O Princípio da Tolerância em Locke



John Locke nasceu no ano de 1632, em Wrington, nos arredores de Bristol. Estudou no Christ College (Oxford), sendo ali nomeado leitor de grego e de retórica. Interessou-se por filosofia moderna, medicina (tornando-se médico em 1667), química e física. Era assíduo leitor de Descartes e de Robert Boyle. Mas também se ocupou com problemas políticos, sociais, educacionais, econômicos e religiosos.
Considerado como um dos mais distintos e influentes representantes do empirismo inglês, Locke, no entanto, claramente mesclava o seu pensamento com certa dose de racionalismo.
Sua filosofia não consistia somente em uma teoria do conhecimento, mas também comportava uma doutrina ética e política.

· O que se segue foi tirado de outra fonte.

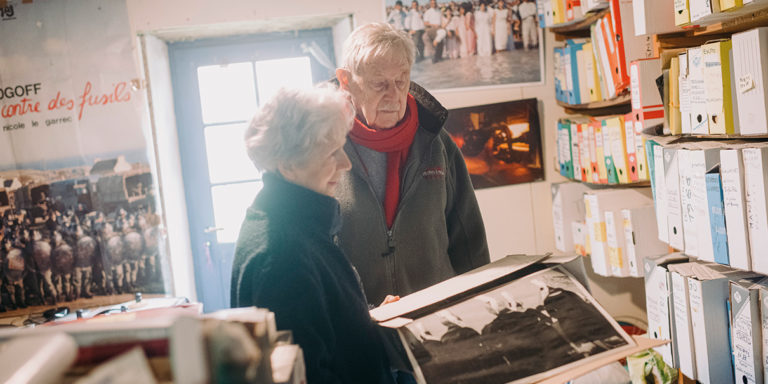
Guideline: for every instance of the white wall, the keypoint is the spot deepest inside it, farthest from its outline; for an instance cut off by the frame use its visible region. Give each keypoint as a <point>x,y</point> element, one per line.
<point>518,218</point>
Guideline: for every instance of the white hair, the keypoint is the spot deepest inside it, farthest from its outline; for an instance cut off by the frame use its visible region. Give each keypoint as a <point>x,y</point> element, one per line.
<point>291,126</point>
<point>373,41</point>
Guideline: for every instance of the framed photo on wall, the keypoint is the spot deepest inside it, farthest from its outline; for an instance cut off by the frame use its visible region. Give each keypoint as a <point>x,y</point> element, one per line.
<point>501,142</point>
<point>470,44</point>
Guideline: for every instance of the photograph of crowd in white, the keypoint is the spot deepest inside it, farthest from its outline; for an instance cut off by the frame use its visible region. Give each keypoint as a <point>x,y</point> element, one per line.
<point>519,332</point>
<point>471,43</point>
<point>501,143</point>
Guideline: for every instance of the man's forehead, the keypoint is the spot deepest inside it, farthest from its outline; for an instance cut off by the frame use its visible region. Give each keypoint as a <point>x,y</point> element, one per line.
<point>385,66</point>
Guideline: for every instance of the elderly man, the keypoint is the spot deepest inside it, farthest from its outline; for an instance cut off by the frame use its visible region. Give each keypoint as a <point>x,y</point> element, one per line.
<point>411,218</point>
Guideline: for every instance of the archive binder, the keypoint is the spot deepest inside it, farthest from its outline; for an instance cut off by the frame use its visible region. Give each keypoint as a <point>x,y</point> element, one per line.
<point>750,67</point>
<point>756,193</point>
<point>718,88</point>
<point>732,177</point>
<point>717,216</point>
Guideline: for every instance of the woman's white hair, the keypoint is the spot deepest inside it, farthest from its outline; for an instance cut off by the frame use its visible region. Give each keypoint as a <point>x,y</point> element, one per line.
<point>291,127</point>
<point>373,41</point>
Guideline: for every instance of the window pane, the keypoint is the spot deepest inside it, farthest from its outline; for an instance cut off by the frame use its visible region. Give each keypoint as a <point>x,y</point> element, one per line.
<point>294,72</point>
<point>227,158</point>
<point>226,92</point>
<point>229,205</point>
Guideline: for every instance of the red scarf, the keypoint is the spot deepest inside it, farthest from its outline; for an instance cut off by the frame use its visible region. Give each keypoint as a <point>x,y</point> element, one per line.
<point>396,142</point>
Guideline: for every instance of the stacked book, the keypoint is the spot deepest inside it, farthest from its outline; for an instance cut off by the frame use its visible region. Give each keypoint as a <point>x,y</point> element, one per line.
<point>710,200</point>
<point>715,316</point>
<point>598,68</point>
<point>606,151</point>
<point>157,345</point>
<point>719,88</point>
<point>615,227</point>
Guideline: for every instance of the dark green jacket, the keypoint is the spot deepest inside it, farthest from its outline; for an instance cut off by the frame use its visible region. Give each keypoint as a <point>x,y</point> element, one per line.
<point>438,231</point>
<point>286,261</point>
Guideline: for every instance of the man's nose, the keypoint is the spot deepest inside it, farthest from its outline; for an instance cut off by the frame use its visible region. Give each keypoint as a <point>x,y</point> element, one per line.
<point>344,162</point>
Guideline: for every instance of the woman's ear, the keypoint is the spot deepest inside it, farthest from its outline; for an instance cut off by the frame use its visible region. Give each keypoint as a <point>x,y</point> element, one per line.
<point>343,76</point>
<point>285,170</point>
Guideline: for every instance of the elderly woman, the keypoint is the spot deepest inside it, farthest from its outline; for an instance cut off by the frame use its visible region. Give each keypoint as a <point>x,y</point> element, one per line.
<point>286,259</point>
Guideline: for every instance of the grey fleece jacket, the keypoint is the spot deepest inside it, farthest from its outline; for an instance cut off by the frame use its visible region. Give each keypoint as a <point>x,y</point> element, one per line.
<point>438,231</point>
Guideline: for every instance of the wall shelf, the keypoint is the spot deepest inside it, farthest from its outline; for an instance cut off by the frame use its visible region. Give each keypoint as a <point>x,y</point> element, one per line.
<point>577,28</point>
<point>618,106</point>
<point>655,133</point>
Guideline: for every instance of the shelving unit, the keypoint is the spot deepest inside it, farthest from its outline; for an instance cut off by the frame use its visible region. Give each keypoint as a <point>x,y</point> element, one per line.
<point>577,28</point>
<point>712,27</point>
<point>617,106</point>
<point>655,132</point>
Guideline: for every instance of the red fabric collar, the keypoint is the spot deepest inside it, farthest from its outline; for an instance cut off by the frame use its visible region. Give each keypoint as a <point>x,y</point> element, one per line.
<point>395,142</point>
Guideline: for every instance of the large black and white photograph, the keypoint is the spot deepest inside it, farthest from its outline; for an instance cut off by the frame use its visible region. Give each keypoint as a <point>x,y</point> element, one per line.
<point>475,43</point>
<point>501,142</point>
<point>520,332</point>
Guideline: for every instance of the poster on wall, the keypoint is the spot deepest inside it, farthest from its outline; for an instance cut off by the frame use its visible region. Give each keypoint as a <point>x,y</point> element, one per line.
<point>501,143</point>
<point>80,222</point>
<point>471,44</point>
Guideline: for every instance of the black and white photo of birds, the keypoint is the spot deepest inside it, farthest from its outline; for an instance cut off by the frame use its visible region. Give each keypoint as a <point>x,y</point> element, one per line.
<point>519,332</point>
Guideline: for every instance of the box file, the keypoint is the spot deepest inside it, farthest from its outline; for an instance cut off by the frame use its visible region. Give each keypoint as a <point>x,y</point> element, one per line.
<point>647,105</point>
<point>732,177</point>
<point>750,68</point>
<point>567,207</point>
<point>708,295</point>
<point>600,152</point>
<point>615,129</point>
<point>630,147</point>
<point>593,151</point>
<point>699,117</point>
<point>579,232</point>
<point>564,148</point>
<point>617,256</point>
<point>690,233</point>
<point>600,202</point>
<point>652,17</point>
<point>684,94</point>
<point>707,156</point>
<point>746,330</point>
<point>659,301</point>
<point>703,8</point>
<point>575,150</point>
<point>675,123</point>
<point>641,237</point>
<point>717,216</point>
<point>682,13</point>
<point>718,88</point>
<point>672,197</point>
<point>590,71</point>
<point>726,5</point>
<point>642,158</point>
<point>586,166</point>
<point>659,185</point>
<point>756,193</point>
<point>682,313</point>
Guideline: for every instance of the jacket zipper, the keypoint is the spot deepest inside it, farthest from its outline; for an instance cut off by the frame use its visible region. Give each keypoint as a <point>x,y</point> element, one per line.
<point>390,261</point>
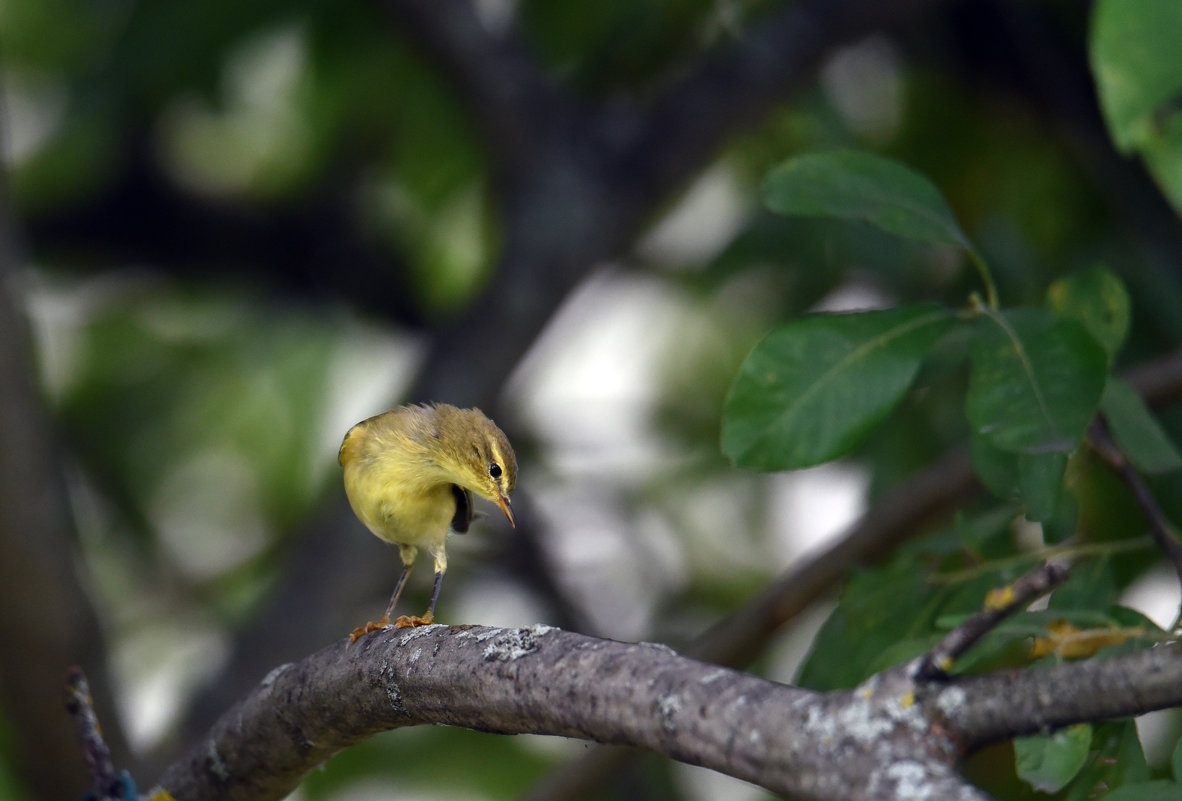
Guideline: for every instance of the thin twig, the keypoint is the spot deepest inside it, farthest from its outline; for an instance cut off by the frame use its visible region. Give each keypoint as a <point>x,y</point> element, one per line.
<point>106,783</point>
<point>1101,438</point>
<point>999,604</point>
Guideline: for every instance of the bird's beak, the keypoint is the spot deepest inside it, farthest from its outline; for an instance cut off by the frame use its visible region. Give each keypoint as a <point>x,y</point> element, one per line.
<point>502,501</point>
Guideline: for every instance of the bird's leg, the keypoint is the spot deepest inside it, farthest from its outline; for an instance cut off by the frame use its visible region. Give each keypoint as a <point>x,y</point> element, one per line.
<point>407,622</point>
<point>361,631</point>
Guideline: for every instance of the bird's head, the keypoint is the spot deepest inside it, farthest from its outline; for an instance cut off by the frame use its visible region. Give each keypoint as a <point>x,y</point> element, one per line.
<point>479,455</point>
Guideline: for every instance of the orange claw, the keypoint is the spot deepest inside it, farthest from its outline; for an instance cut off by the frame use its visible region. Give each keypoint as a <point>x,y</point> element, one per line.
<point>410,622</point>
<point>361,631</point>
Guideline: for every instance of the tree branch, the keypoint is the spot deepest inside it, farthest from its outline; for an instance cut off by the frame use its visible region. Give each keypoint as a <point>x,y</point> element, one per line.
<point>984,709</point>
<point>889,738</point>
<point>999,605</point>
<point>1160,528</point>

Curiosamente, seus “Tratados sobre o governo” e sua “Carta acerca da tolerância”, apareceram anonimamente. Mas isso não significa, em absoluto, que ele não desse a devida atenção às doutrinas moral e política, pois, do mesmo modo, é sabido que ele dedicou muito tempo à preparação destas obras.

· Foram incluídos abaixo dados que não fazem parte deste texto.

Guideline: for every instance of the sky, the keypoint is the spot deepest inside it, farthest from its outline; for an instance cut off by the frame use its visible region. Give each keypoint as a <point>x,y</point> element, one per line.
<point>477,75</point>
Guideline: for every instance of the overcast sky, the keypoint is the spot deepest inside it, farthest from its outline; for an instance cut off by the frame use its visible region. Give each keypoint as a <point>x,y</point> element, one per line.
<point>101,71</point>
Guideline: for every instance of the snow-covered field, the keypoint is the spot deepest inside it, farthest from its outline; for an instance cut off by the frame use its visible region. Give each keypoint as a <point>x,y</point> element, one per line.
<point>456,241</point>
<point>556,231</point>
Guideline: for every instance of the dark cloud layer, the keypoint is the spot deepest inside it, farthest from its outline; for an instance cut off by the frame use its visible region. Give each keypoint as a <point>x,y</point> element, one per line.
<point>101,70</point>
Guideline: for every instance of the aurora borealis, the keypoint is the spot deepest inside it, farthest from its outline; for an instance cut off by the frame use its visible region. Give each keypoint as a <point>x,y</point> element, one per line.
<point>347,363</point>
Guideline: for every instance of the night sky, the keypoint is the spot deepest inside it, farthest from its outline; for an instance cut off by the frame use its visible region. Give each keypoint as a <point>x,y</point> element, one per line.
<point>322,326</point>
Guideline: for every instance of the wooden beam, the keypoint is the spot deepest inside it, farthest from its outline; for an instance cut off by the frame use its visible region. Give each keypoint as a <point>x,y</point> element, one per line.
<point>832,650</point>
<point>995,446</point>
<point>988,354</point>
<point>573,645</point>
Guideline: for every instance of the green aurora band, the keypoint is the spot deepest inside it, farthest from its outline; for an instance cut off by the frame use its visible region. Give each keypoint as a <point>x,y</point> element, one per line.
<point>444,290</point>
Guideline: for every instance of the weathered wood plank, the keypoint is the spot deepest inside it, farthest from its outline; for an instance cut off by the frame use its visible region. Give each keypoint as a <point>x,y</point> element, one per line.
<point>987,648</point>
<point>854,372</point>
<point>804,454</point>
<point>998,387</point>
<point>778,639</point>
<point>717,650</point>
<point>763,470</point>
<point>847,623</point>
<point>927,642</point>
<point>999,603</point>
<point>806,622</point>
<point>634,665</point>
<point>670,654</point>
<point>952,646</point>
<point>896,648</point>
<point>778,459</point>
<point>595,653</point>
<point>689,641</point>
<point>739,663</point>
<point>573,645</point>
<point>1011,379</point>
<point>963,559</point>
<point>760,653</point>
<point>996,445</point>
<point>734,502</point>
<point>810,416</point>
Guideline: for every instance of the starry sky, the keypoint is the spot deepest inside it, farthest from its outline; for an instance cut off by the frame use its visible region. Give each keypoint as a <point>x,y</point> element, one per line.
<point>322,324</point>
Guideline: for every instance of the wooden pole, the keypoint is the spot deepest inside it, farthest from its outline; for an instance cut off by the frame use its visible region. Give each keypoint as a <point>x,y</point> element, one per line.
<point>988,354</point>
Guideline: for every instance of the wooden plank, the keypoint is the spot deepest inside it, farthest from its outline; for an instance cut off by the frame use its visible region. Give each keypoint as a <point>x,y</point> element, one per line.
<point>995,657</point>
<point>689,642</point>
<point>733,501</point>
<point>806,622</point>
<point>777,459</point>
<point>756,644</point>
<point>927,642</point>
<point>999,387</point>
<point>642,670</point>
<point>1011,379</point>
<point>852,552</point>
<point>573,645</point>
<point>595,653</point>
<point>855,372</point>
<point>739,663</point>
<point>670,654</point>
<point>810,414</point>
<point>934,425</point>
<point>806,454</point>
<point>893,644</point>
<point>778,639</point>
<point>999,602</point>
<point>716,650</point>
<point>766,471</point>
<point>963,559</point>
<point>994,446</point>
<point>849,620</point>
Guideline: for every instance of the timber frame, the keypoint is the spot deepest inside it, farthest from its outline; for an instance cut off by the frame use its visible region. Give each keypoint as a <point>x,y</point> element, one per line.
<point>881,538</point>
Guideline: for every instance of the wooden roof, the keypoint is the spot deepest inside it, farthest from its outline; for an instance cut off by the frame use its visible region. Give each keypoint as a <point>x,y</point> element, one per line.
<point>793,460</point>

Na “Carta acerca da Tolerância”, Locke se propõe mostrar que a perseguição por motivos religiosos é ilegítima, quer seja realizada pelo Estado ou pela Igreja; que o Estado não deve se ocupar da salvação das almas; que a Igreja, qualquer que seja, não tem legitimidade para aplicar sanções e penas que ultrapassem a esfera espiritual; além do mais, todas as sanções são inúteis nestes domínios, em razão de não haver instrumento eficaz que garanta a adoção de uma determinada crença pelos indivíduos que são forçados a tal exigência.
Neste trabalho, então, propomo-nos a fazer uma breve análise sobre o princípio da tolerância, baseando-nos em sua epístola acima mencionada, onde procuraremos evidenciar o seu conceito, combater a sua antítese (a intolerância), bem como delinear a sua categorização filosófica.
Por oportuno, e a título de introdução, lançando um olhar crítico sobre as diversas épocas e os mais variados lugares do globo terrestre, com muita facilidade podemos constatar que, na história da humanidade, durante séculos, a questão da tolerância, ou da sua antípoda, a intolerância, foi tratada como a atitude que os governantes tinham para com as crenças e religiões minoritárias. Aliás, sempre se defendeu que a unidade política de um país dependia diretamente, ou em grande medida, da sua unidade religiosa, o que, de uma forma ou de outra, sempre levou os governantes a terem a necessidade de administrar a questão da tolerância, quer tivessem ou não uma clara consciência deste conceito, como assunto de estado da mais alta importância.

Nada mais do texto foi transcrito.